To solve labor challenges and improve efficiency in building remote, large-scale solar-power projects across the U.S., McCarthy Building Cos. is borrowing principles of an approach developed by the U.S. government during World War II to accelerate industrial production, despite limits on staffing.

The Training Within Industries (TWI) approach, which also became the core of the “kaizen” business culture in Japan, now is being updated by McCarthy as a training vehicle for its growing array of U.S. solar-power jobs. “When we grew into doing 12 [solar projects] across eight states, we realized pretty quickly that we could not rely on the sort of tribal knowledge we had,” says Scott Canada, senior vice president of renewable energy.

McCarthy hired the world-renowned Kaizen Institute to implement the approach on its large-scale projects.

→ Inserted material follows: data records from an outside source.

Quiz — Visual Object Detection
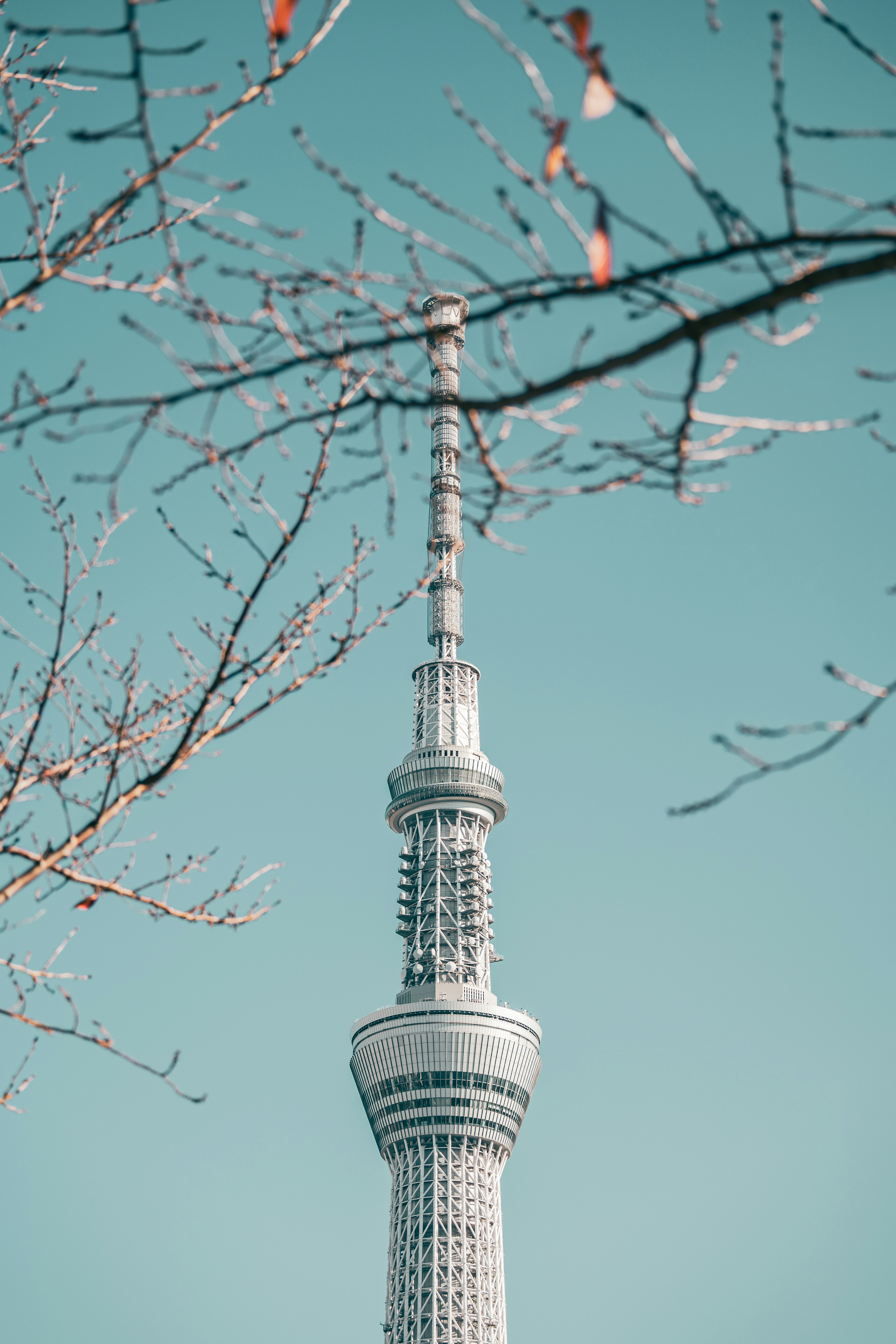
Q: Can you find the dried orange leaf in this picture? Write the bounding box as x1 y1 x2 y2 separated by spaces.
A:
544 121 570 181
563 9 591 60
270 0 298 42
588 206 612 289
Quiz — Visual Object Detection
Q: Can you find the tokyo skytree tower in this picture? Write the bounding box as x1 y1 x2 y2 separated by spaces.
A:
352 294 541 1344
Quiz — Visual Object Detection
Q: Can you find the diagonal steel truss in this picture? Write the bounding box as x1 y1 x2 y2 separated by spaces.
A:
384 1134 508 1344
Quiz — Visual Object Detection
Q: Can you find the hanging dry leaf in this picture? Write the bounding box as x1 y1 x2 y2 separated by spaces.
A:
563 9 591 60
544 121 570 181
582 47 617 121
270 0 298 42
588 202 612 289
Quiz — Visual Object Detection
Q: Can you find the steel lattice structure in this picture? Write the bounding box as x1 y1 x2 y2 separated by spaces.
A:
352 294 541 1344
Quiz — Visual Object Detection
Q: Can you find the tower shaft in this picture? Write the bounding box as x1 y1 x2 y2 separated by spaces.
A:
352 294 541 1344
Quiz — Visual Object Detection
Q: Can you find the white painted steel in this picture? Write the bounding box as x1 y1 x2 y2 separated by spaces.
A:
352 294 541 1344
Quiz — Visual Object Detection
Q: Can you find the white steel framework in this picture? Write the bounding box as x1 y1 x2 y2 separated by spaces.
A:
352 294 541 1344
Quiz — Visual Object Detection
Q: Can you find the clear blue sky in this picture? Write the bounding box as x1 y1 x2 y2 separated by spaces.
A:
0 0 896 1344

These include the 40-MW Red Rock solar plant, Arizona Public Service’s largest such facility, with 182,880 photovoltaic panels installed; and the 280-MW California Flats project, near San Luis Obispo. Kaizen “helped us to build procedural approaches to putting in solar panels. It sounds simple, but we had crews on different jobs doing it different ways,” Canada says.

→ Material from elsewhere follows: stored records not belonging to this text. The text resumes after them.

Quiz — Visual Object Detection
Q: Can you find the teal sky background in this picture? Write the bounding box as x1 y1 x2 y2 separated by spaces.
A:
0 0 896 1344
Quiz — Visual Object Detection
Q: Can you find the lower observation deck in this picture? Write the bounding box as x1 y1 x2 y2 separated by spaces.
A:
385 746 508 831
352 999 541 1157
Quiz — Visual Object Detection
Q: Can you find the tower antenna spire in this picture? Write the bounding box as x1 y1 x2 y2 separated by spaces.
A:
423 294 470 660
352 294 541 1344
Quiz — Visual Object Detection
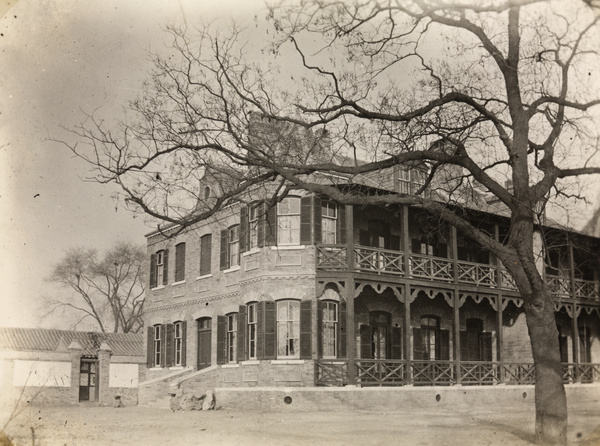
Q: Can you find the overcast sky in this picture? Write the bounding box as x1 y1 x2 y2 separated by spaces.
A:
0 0 264 328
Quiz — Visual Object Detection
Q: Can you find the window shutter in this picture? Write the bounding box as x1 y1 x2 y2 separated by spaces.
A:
217 316 227 364
256 301 265 359
240 206 248 252
163 249 169 285
165 324 175 367
436 330 450 361
337 301 348 358
146 327 154 368
263 205 277 246
317 300 325 358
391 327 402 359
237 305 247 362
313 197 323 244
300 300 312 359
481 333 494 361
264 301 277 359
460 331 471 361
220 229 229 271
175 243 185 282
413 327 429 361
181 321 187 367
338 204 346 245
160 325 167 367
300 196 312 245
150 254 156 288
256 203 266 248
360 325 373 359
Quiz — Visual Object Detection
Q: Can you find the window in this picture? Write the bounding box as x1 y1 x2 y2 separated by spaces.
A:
173 321 183 366
175 243 185 282
277 300 300 358
200 234 212 276
227 313 237 362
321 201 337 245
153 325 163 367
277 197 300 245
323 302 338 358
248 204 262 249
221 225 240 270
248 302 257 359
421 316 440 361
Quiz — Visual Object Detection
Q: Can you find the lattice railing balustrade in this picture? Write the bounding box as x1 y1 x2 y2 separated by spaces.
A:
356 359 407 386
354 246 404 275
456 261 496 287
410 254 454 282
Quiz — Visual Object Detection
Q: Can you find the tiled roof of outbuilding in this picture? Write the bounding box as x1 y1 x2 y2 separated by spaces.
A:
0 327 144 356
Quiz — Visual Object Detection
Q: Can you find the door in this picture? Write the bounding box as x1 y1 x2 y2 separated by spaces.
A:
79 359 98 401
198 317 212 370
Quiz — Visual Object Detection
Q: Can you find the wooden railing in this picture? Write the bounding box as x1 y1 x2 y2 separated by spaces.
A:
315 359 600 387
316 245 600 301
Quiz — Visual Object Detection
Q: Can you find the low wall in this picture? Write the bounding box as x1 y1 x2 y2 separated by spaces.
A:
215 384 600 412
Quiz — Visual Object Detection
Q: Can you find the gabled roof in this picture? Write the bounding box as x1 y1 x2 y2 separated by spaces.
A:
0 327 144 356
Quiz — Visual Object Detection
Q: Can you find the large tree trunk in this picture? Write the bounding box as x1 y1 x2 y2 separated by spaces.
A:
525 285 567 444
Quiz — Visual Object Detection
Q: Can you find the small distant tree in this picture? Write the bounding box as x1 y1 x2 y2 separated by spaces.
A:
48 243 146 333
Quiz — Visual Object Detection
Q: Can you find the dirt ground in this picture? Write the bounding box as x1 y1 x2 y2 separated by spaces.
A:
0 405 600 446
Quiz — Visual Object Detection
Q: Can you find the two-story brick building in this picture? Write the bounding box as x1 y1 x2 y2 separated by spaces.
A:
144 163 600 398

TWI programs are designed to create a more efficient relationship between skilled and unskilled craft workers, trainers, and supervisors on tasks that are moderately complex and repetitive, usually on jobs in remote locations. Productivity increased 50% on the Red Rock and Cal Flats projects, says Canada. The firm now is training all its foremen and superintendents in use of the TWI approach and will be extending it to workers involved in more complex electrical work for solar-power construction, including 800 workers on a Bakersfield, Calif., project for a confidential private client.